Of course, a vehicle’s IDV is derived from the age, make and type of the vehicle. The older the age, the lower the IDV, as the value of the vehicle decreases over time. Although, the insurance company usually carries out an assessment of the vehicle to arrive at the correct IDV, broadly speaking, there is a specified range that each insurer uses to provide cover. So, not that one could always raise or argue for a higher IDV, but it is better to keep the IDV in mind while evaluating premium offers.
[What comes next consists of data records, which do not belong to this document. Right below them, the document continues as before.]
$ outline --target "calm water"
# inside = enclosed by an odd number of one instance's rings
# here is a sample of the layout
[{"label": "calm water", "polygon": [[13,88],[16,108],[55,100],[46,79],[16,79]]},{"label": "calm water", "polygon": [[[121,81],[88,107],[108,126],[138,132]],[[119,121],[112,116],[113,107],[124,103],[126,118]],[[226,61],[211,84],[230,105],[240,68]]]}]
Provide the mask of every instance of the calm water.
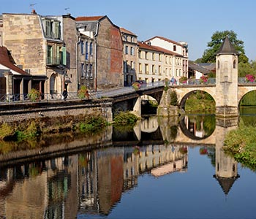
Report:
[{"label": "calm water", "polygon": [[255,218],[256,174],[221,150],[236,125],[150,118],[26,160],[18,151],[0,164],[0,218]]}]

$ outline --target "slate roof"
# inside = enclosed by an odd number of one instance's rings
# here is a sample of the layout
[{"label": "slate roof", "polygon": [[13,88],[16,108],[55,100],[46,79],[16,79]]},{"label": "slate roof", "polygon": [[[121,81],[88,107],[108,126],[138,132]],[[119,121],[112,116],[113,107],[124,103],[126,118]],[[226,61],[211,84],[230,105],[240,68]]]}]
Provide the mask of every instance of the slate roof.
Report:
[{"label": "slate roof", "polygon": [[151,45],[148,45],[146,42],[138,42],[138,45],[140,48],[143,48],[145,50],[152,50],[152,51],[163,53],[168,54],[168,55],[182,57],[182,55],[178,54],[178,53],[174,53],[173,51],[170,51],[168,50],[165,50],[165,49],[160,47],[152,46]]},{"label": "slate roof", "polygon": [[233,45],[231,44],[228,36],[224,39],[219,51],[217,53],[217,55],[238,55],[238,53],[236,50]]},{"label": "slate roof", "polygon": [[171,42],[171,43],[173,43],[173,44],[176,44],[177,45],[180,45],[181,47],[183,47],[184,45],[178,42],[176,42],[174,40],[171,40],[170,39],[167,39],[167,38],[165,38],[165,37],[163,37],[163,36],[155,36],[149,39],[147,39],[146,42],[148,42],[148,41],[151,41],[153,39],[155,39],[155,38],[159,38],[159,39],[161,39],[162,40],[165,40],[165,41],[167,41],[167,42]]},{"label": "slate roof", "polygon": [[[0,64],[23,76],[31,76],[29,73],[16,66],[11,61],[8,50],[5,47],[0,47]],[[15,72],[12,73],[15,74]]]},{"label": "slate roof", "polygon": [[75,18],[75,21],[96,21],[103,18],[105,16],[84,16],[78,17]]}]

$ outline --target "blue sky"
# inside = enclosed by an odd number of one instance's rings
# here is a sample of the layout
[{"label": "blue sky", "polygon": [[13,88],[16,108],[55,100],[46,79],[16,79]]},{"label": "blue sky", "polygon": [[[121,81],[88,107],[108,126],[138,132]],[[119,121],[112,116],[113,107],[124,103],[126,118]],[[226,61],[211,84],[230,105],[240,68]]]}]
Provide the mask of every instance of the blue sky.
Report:
[{"label": "blue sky", "polygon": [[30,13],[33,7],[42,15],[107,15],[139,40],[161,36],[187,42],[194,61],[214,32],[233,30],[244,41],[249,61],[256,60],[255,0],[1,0],[0,14]]}]

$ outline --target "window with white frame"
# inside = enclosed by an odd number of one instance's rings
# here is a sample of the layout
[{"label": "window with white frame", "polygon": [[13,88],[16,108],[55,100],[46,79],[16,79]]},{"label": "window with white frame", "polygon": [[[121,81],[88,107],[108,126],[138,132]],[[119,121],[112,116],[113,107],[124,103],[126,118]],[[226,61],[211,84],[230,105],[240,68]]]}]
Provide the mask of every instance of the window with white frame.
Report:
[{"label": "window with white frame", "polygon": [[126,54],[126,55],[128,55],[128,46],[125,46],[125,50],[124,50],[124,53]]}]

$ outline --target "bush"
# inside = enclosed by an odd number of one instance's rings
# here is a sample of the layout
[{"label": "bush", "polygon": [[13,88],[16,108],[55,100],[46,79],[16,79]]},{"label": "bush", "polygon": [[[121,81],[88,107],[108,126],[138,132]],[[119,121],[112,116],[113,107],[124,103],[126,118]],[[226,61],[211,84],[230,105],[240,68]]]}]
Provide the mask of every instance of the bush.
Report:
[{"label": "bush", "polygon": [[101,115],[88,118],[85,122],[80,123],[79,128],[83,132],[94,131],[107,126],[107,122]]},{"label": "bush", "polygon": [[78,97],[80,99],[88,98],[89,93],[85,85],[82,85],[80,89],[78,91]]},{"label": "bush", "polygon": [[29,93],[29,98],[32,101],[36,101],[40,99],[41,93],[37,89],[31,89]]},{"label": "bush", "polygon": [[0,139],[4,139],[15,134],[15,130],[12,126],[6,123],[1,124],[0,127]]},{"label": "bush", "polygon": [[177,93],[175,91],[170,91],[170,105],[172,106],[177,106],[178,105],[178,97],[177,97]]}]

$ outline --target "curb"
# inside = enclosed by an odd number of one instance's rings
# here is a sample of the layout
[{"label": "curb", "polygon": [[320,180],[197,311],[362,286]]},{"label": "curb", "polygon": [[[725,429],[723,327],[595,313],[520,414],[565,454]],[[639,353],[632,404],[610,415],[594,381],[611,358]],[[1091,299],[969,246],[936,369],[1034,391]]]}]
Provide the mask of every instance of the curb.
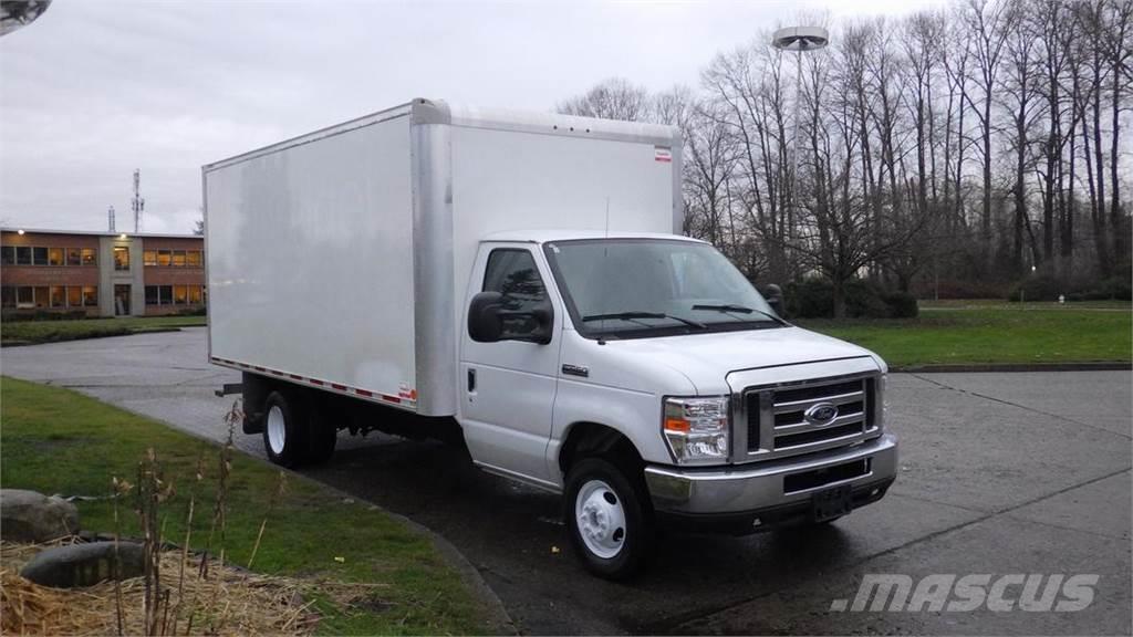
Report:
[{"label": "curb", "polygon": [[1128,372],[1131,362],[1109,363],[988,363],[988,364],[940,364],[908,365],[889,367],[896,374],[945,374],[981,372]]}]

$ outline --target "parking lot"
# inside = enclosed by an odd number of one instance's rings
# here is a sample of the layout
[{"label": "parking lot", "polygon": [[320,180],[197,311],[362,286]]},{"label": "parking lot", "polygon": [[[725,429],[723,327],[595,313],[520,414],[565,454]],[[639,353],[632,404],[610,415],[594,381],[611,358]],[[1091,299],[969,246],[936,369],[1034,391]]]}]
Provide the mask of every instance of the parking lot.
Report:
[{"label": "parking lot", "polygon": [[[212,392],[239,381],[205,363],[204,329],[5,349],[2,366],[212,439],[233,398]],[[483,474],[452,448],[342,434],[332,462],[304,473],[443,535],[530,634],[1128,634],[1131,381],[894,374],[902,456],[885,500],[806,533],[666,534],[629,584],[577,566],[555,496]],[[237,444],[263,456],[258,436],[238,433]],[[832,612],[866,574],[1099,579],[1076,612]]]}]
Zero Depreciation – Depreciation refers to the decrease in value of the car over time. At the time of a claim, the insurer would deduct the depreciation applicable to the cost of spare parts or parts that had been used to replace the damaged ones. It means the owner would have to finance the gap out of their own pocket. Although one has a higher IDV, it does not protect against cost burden at the time of claims due to depreciation.
Therefore, in a zero depreciation product or engine, it allows the insured to claim the actual amount of spare parts without any deduction from the insurer. Another nickname for this is bumper-to-bumper insurance coverage. Some of the bumper plans even cover the fiber, rubber materials and metal parts of the car without deducting the depreciation value. Of course, it has a higher premium than the base policy.
Engine protection is an additional cover to the base plan. The engine is the most expensive part of a vehicle. This protects the vehicle’s engine parts, differentials and gearbox parts from damage caused by consequential losses from water ingress/lubricating oil leaks. This add-on is especially useful in a flood-prone area where the vehicle is vulnerable to damage due to flooding. This feature does not cover engine damage due to wear and tear. In addition, the cost of lubricants in case of leaks and cleaning consumables are not covered by this.
Consumables cover is another additional feature that reinforces comprehensive risk coverage. Consumables are goods that have a specific and limited use. They cannot be reused and must be replaced after a certain time. In automobiles, consumables include engine oil, lubricants, oil filter, nuts, bolts, break oils, etc. The replacement cost is borne by the owner with a traditional insurance plan. By paying a small additional premium, this add-on could be provided to the existing plan.